The line was so quiet that she thought her father had ended the call. She wanted to scream, to shout, to get something out of the man to show that he had a beating heart in that ice-cold chest of his.
“You don’t sound like you feel well. We should talk when you’re better,” he said, and she got a lot of pleasure out of a small fracture in his tone.
“How about after I’m dead, like my mother,” she shot back, unable to contain the fire in hers.
“It’s bad manners to talk derogatory about someone who has passed,” he said, regaining that tight lip.
“How so, Dad?” She was waving a red flag in the face of a determined bull. In her father’s case, the bull was determined not to show any emotion. Par for the course and more proof that he didn’t care.
“Should I set an extra place at the table?” he asked.
“Are you kidding me? Don’t bother. I won’t be coming home ever again. Because you’re not my father and I don’t want to have anything to do with lies.” That should get him riled up.
It didn’t.
“Have it your way.
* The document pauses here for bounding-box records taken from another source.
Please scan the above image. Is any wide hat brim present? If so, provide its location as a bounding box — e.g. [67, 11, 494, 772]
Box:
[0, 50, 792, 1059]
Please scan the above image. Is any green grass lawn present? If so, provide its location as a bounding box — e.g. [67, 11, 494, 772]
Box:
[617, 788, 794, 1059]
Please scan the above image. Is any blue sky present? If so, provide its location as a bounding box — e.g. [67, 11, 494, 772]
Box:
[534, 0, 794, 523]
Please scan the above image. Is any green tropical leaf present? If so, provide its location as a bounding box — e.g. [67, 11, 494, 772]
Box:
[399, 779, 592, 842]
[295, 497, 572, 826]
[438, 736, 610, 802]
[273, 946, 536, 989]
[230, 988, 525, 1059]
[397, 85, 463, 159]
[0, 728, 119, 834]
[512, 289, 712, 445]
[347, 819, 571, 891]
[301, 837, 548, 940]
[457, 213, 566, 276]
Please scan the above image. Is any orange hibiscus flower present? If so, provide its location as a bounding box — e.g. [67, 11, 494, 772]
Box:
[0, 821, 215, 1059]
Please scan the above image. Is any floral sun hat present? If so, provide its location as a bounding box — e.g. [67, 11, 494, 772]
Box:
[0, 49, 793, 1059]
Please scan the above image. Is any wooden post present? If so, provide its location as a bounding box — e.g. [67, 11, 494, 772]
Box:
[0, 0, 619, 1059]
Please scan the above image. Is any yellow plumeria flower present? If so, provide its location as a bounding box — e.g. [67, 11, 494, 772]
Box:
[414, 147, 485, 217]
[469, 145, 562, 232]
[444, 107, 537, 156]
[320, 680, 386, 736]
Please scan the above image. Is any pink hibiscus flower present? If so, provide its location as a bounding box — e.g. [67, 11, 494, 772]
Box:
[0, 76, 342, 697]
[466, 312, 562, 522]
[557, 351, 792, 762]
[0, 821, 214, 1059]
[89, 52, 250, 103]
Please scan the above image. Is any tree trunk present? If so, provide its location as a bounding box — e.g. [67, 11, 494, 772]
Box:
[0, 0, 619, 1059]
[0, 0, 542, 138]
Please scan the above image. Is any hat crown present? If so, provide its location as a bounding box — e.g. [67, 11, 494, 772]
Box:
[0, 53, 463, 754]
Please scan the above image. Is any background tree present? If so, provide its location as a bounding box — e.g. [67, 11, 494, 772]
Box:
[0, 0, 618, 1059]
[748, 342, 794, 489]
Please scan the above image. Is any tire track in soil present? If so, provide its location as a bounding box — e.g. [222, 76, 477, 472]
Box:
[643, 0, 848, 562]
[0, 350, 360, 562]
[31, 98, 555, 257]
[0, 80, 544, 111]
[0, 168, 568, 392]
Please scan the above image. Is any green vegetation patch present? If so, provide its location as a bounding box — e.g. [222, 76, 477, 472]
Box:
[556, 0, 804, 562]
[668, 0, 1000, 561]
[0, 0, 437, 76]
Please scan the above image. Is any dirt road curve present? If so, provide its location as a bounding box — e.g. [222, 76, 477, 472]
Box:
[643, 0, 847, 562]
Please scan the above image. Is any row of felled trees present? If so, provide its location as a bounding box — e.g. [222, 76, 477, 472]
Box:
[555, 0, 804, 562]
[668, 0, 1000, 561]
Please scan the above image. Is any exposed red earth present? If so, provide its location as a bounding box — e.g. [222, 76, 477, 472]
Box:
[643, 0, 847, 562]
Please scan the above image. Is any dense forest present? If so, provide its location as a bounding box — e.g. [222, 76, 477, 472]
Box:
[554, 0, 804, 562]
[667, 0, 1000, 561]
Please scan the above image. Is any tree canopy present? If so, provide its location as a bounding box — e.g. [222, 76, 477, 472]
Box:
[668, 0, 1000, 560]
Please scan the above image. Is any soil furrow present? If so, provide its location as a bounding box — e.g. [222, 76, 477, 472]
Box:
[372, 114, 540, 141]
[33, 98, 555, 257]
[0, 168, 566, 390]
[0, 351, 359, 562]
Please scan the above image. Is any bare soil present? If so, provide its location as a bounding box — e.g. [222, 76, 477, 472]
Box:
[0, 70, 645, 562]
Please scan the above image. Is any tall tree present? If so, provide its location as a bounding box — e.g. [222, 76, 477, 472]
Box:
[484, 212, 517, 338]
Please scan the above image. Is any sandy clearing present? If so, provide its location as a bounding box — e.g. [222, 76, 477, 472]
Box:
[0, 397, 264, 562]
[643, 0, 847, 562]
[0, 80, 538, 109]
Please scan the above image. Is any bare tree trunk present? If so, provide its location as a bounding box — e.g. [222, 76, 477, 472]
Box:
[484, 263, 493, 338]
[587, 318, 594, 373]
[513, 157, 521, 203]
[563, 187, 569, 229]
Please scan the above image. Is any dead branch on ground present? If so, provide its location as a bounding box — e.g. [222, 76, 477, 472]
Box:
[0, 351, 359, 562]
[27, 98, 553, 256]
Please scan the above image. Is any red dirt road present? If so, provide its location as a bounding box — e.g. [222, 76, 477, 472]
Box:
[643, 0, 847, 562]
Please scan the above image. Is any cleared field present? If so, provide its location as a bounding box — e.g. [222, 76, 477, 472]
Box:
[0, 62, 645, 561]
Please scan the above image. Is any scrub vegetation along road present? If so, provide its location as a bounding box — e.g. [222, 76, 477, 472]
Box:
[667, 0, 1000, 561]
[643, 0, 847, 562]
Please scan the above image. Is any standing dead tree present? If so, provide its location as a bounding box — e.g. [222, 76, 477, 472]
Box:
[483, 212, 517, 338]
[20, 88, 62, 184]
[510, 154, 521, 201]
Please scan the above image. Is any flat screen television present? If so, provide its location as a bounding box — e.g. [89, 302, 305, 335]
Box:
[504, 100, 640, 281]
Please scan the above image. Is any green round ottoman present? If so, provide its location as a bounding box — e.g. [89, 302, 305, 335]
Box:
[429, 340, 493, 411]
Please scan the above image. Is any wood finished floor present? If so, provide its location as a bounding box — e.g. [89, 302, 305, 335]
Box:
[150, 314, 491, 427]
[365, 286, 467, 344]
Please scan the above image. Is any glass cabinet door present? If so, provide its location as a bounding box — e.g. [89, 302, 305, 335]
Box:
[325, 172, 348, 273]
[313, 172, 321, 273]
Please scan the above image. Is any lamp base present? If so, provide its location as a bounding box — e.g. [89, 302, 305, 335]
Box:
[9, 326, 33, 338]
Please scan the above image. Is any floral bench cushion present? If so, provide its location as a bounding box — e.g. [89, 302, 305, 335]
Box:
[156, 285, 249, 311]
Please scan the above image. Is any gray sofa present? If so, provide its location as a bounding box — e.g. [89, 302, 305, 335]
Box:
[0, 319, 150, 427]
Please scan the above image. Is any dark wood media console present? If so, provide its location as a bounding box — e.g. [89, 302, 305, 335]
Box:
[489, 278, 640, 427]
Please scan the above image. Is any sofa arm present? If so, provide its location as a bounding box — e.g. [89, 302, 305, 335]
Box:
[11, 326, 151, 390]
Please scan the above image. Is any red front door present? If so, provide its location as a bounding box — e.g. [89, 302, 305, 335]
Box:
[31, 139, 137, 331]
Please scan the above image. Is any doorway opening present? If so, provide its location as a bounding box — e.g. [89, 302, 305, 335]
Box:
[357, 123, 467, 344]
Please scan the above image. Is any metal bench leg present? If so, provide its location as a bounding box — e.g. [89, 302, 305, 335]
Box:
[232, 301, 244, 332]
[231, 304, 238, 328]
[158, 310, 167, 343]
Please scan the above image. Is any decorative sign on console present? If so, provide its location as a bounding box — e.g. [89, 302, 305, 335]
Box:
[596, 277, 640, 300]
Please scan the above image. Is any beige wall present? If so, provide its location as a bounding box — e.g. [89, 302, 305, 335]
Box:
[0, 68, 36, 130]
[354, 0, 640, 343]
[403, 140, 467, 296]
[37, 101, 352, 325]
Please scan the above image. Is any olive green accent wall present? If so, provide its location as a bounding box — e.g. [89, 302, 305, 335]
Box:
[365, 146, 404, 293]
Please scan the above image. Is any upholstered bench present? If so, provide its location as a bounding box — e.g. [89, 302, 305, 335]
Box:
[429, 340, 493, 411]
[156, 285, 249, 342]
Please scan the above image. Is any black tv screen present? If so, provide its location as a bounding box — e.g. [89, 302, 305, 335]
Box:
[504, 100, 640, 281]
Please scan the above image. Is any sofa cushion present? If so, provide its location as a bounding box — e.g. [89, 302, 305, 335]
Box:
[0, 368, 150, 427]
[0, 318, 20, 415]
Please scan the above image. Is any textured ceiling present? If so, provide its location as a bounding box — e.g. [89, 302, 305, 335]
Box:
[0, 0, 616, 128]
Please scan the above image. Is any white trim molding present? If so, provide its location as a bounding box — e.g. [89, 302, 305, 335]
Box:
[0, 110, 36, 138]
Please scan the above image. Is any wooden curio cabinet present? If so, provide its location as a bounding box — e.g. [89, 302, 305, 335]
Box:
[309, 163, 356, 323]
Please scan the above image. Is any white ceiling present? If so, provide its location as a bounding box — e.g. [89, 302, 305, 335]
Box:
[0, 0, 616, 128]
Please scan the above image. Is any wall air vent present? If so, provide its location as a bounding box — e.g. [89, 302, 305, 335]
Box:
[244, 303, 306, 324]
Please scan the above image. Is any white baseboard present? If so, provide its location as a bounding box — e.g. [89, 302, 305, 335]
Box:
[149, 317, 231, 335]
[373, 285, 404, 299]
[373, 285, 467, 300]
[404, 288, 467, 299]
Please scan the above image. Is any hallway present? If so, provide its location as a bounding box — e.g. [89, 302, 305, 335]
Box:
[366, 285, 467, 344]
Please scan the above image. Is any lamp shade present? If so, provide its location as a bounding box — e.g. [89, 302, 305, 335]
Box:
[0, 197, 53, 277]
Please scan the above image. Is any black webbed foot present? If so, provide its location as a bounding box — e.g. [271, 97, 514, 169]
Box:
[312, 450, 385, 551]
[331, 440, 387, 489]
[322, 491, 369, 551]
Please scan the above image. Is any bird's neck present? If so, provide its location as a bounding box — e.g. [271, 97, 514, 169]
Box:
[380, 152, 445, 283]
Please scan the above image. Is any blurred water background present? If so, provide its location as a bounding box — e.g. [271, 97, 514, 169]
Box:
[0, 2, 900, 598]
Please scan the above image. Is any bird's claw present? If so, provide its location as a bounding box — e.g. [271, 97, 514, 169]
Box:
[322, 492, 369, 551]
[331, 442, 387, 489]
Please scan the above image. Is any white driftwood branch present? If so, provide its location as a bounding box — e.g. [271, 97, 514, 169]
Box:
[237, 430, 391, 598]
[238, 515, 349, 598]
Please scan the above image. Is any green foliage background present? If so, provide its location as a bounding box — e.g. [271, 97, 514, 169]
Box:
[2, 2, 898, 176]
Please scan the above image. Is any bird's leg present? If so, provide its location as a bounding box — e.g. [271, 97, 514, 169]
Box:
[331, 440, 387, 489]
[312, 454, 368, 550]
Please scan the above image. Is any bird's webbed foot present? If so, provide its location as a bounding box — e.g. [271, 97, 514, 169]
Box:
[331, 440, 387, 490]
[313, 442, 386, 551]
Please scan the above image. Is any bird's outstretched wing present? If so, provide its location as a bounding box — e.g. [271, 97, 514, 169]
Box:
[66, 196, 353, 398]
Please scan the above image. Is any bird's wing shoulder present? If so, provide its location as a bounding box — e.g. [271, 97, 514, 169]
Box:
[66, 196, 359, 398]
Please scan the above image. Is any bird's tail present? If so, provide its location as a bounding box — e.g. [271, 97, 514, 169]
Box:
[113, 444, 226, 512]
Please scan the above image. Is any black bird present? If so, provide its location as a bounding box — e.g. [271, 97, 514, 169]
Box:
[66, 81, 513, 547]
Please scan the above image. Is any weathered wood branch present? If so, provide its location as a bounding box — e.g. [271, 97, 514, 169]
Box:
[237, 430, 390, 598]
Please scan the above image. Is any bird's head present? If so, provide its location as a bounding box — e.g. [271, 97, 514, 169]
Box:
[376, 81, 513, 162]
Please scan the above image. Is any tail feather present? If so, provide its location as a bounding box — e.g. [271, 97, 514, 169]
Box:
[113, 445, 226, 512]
Call if you change your mind. Otherwise, there isn’t much more to say.”
The line died and her heart fisted as the crack of a bullet split the air.
It took a few seconds to register what had happened. A few more to come to grips with the reality someone had fired at them. All of which came too late because the shooter got off another round as Hudson tackled her, covering her with his considerable size as she flew to the hard concrete. Her head almost cracked against the pavement, but Hudson shielded it.
“Stay low,” Hudson said, popping up to all fours.
Madelyn rolled over onto her stomach and belly-crawled toward the truck. She barely registered the pain in her hands at clawing across the pavement filled with tiny jagged rocks. This wasn’t the time to worry about the ache shooting through her knees.
Hudson muttered the same curse she was thinking as another shot fired. The ping sound of a bullet hitting metal on the truck sent an icy chill racing up her spine. Fear gripped her as Hudson’s arm came around her, his hand on her stomach, and lifted her into the passenger seat.
“Keep your head down, eyes below the dashboard,” he said sharply. “Get into as small of a ball as you can on the floorboard.”
Madelyn did as he climbed over her and into the driver’s side. The door closed behind him and the next second he was gunning the motor. She remembered the shotgun tucked behind the seat. She could reach it and fire off a few shots, giving them the di
stance they needed to outrun the shooter, or she could hide.
“Do you know anyone who owns a rifle?” Hudson asked.
“Yes—more than half the state, according to statistics,” she said and then made her move.
“I told you to stay down,” Hudson shouted.
“You can’t drive and shoot. I’m not helpless. I won’t cower on the floorboard when I can make a difference,” she stated. “Where’s the ammunition?”
“There in the dash,” Hudson said.
She bounced around in the seat but managed to gain purchase on the butt of the shotgun. Next, she located a shell and loaded it. “Who am I shooting at?”
“White sedan. It’s the only vehicle behind us.”
Hands shaking from a burst of adrenaline, Madelyn opened the little window between the cab and the truck bed, took aim and fired.
The sedan swerved and the driver must’ve hit the brakes because the hood dipped as the car slowed. She loaded another shell and pumped the action, hoping to blow out a tire this time. From the looks of things, she missed entirely, but the main goal was to slow down the driver so that they could slip away, and that had been accomplished. He backed off and pulled onto the shoulder.
She kept her gaze focused on the sedan until it disappeared completely from view. “He’s gone.”
“Call the sheriff,” Hudson said with more than a hint of admiration in his voice. “Tell him to come to the ranch. Talking to your father will have to wait.”
By the time he parked in his garage, she’d given her statement to the sheriff. And it was probably because she’d almost died—again!—that her heart rate was jacked through the roof, or maybe it was the compassion he’d shown earlier and the constant reminders that someone wanted to kill her, but Madelyn climbed over the seat and onto Hudson’s lap.